Tuesday, October 28, 2014
TBE Bar/Bat Mitzvah Commentary; Micayla Roth on Lech Lecha
I have this crazy thing…. I always wear mismatched socks.
I have no idea how it started. I’ve been doing it for as long as I can remember. Whenever the laundry is done, and the socks come out, I mismatch them.
Most of my friends know about this. On crazy socks day, when everyone else is wearing mismatching socks, I’ll wear matching socks, inside out.
I’m not sure why I do it, it’s just something I’ve done every day - a ritual, like lighting Chanukah candles or saying the Sh’ma. When you do something over and over, it becomes a part of you.
I’ve learned some things about myself from this ritual. For one thing, I always plan ahead about what I’m going to wear on my feet. The other thing is that it helps me to think more out of the box. Or should I say, “out of the socks.” It’s important not to be afraid to be different, and not to worry too much about what others may think of me.
It’s very similar to what happened with Avraham and Sarah. They were not afraid to be different – Avraham didn’t believe in idols like his father did. And they were not afraid to do something bold and unique, maybe a little bit crazy. They listened to a God they had never heard before and followed the call to leave their home for a new land they had never seen before. That’s even crazier than mismatching socks. A lot crazier – but not in a bad way!
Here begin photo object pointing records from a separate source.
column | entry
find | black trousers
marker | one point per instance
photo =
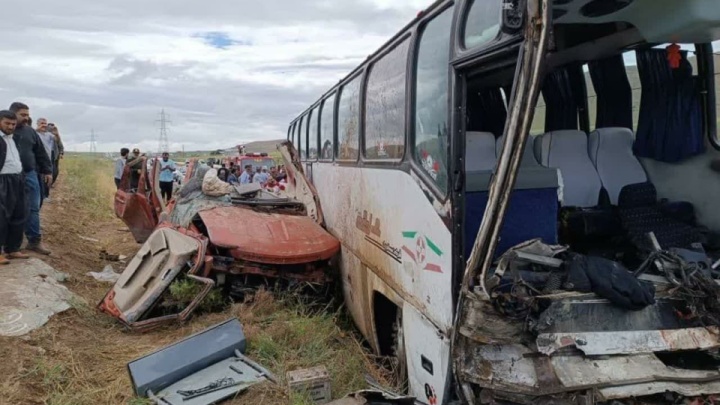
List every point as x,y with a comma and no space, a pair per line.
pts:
166,190
56,169
13,211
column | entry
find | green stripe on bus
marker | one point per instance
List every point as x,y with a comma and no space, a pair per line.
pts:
433,247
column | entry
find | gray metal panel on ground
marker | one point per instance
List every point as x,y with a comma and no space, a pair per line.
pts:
244,379
170,364
30,293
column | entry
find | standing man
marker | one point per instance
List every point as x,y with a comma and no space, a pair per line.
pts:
49,142
232,178
222,173
136,162
12,192
167,170
36,166
120,166
261,176
246,177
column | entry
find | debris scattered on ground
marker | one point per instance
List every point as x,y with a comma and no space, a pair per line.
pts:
202,369
108,275
372,397
312,382
105,255
30,293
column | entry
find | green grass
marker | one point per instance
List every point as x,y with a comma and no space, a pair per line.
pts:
90,179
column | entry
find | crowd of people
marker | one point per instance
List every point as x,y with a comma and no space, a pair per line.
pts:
136,161
29,162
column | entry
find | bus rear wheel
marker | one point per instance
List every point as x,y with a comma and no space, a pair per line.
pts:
399,357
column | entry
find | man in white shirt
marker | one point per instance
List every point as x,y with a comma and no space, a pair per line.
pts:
261,176
48,140
12,192
120,166
246,177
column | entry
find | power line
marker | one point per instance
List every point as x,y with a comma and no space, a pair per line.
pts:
93,141
163,143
God’s command to Avraham was to “Lech lecha” which means to leave. But the second word, Lecha, means “to yourself.” So it was not just a commandment to leave – but to “go to yourself.” This means that when you think out of the box – when you leave your comfort zone and go to a new place, you discover new things about yourself. That’s what Avraham and Sarah did.
Every summer, when I go to camp, it helps me to learn more about myself, and that helps me to grow. In a similar way, my Bat Mitzvah journey has taken me from my comfort zone and helped me to grow a lot.
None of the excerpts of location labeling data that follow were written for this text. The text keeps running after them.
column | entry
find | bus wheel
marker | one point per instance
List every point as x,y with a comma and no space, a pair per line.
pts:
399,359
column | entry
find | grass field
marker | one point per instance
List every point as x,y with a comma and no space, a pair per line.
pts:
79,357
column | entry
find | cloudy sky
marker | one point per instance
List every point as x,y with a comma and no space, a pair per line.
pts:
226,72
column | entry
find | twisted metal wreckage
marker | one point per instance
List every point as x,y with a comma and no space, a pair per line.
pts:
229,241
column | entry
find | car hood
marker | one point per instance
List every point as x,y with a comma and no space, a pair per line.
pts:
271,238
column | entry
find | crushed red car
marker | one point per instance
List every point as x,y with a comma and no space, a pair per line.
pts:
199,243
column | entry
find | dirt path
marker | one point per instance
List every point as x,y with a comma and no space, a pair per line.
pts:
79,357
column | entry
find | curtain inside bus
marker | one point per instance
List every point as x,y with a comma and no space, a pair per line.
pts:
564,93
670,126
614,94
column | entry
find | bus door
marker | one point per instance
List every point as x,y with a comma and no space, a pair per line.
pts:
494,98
My Mitzvah project has been to help Camp Oasis, a nationwide camp program for kids with Crohn’s and colitis – which I’m doing in honor of my Aunt Ali and Cousin Ryan.
I made and sold rainbow loom bracelets at Carmel Academy’s Chesed Day, I raised money in a walk-a-thon and I also visited one of the camps. That really took me out of my comfort zone. I was worried that it might feel awkward for the campers that they were hearing that I was donating to them. But they were so welcoming and they kept thanking me – it felt really good. I’m also proud to share that I’ve raised over $4600 for Camp Oasis--that amount can send over 15 kids to camp on a full scholarship!
One more thing about Avraham and Sarah. They weren’t always called Avraham and Sarah. Not only did they change their location, they also changed their names, from Avram and Sarai. That enabled them to have a fresh start, with a newly discovered God, a new people and a new faith.
It’s ironic that when I was younger, every year on my birthday, I would come up with a new nickname that rhymed with my name, like Ayla, Cayla, and even Shayla and Layla! Eventually, though, I ran out of nicknames. Oh, and by the way, don’t call me Micki!
So in a way, all my life I’ve been looking up to Avraham and Sarah, without even knowing it. As I become a bat mitzvah, I understand that a very important part of being a Jew is to be able to think out of the box – with or without socks!